But while béchamel is a versatile base, you don't always have to use it to make another sauce. Its creaminess, thickness, and mild flavors make it an ideal ingredient in mac and cheese (when combined with some grated fromage, of course), casseroles, lasagnas, vegetable bakes, chowders, and chicken or fish pies. Even moussaka, a Greek comfort food, uses the sauce for a creamy layer amid all the meat and veggies.

Don't be afraid to use Alfredo in creative ways

If you're willing to depart from the traditional Alfredo recipe, there are plenty of ways you can customize this type of sauce, even beyond your favorite seasonings. To balance out its richness, pour in a drizzle of balsamic, and to create a more robust flavor, add a splash of chicken broth. You can also elevate your recipe with white wine, a pesto swirl, or a spoonful of gochujang. You won't necessarily be creating a new sauce, like you would when building off a béchamel base. But Alfredo's booming popularity in the U.S. means there's plenty of room to get creative. 

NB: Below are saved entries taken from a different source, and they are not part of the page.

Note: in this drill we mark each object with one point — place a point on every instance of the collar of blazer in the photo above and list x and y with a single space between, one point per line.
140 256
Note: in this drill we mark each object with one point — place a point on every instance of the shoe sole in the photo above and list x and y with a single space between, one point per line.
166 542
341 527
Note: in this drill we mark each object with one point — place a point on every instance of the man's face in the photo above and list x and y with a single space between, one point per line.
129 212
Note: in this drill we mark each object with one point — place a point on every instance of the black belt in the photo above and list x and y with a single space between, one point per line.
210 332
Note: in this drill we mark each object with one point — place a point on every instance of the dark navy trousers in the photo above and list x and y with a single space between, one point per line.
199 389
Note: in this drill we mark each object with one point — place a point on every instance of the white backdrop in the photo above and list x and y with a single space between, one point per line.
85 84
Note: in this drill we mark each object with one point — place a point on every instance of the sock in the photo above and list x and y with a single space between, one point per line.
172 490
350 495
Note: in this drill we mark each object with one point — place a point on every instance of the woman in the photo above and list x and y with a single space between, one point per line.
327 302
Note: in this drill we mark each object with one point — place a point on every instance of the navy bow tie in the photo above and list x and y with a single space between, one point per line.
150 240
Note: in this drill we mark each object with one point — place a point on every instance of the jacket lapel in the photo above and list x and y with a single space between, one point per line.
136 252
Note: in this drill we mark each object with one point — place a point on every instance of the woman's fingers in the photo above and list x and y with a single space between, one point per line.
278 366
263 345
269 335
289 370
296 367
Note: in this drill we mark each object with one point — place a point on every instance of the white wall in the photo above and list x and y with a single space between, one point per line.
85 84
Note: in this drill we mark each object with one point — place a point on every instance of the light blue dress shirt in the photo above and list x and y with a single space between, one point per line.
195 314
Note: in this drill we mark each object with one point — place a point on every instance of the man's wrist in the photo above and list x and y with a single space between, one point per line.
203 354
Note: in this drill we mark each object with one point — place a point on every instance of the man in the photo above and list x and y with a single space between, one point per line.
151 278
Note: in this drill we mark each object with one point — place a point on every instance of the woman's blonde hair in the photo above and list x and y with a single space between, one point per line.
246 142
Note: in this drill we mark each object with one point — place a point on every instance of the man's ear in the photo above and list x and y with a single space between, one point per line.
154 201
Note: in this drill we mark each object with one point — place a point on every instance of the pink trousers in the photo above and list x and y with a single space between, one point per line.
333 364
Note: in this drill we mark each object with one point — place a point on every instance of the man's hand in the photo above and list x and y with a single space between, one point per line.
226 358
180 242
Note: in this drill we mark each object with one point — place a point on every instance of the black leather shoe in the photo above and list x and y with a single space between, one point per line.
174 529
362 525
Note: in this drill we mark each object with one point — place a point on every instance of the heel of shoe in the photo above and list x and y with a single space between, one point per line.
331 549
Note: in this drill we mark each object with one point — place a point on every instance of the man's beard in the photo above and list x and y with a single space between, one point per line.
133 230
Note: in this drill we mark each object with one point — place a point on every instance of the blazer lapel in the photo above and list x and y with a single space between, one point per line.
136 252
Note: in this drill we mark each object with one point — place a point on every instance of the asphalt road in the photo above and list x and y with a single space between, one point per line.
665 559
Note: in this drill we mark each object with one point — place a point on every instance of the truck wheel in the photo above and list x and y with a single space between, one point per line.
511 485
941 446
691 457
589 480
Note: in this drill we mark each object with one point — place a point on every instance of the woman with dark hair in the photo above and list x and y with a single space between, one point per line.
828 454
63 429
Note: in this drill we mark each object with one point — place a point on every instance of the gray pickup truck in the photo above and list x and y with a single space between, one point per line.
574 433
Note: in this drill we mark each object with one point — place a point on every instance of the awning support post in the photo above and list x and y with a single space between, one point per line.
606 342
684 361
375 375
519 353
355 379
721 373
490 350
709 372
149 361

Beyond pairing it with pasta, chicken, and shrimp, you can dunk your garlic bread (or breadsticks) in it, use it to make a white pizza or lasagna, or sub it in for another white sauce in casseroles, pot pies, and veggie bakes. These days, you don't even have to be a dairy-lover to enjoy Alfredo, as you can use a can of white beans to make a tasty vegan sauce.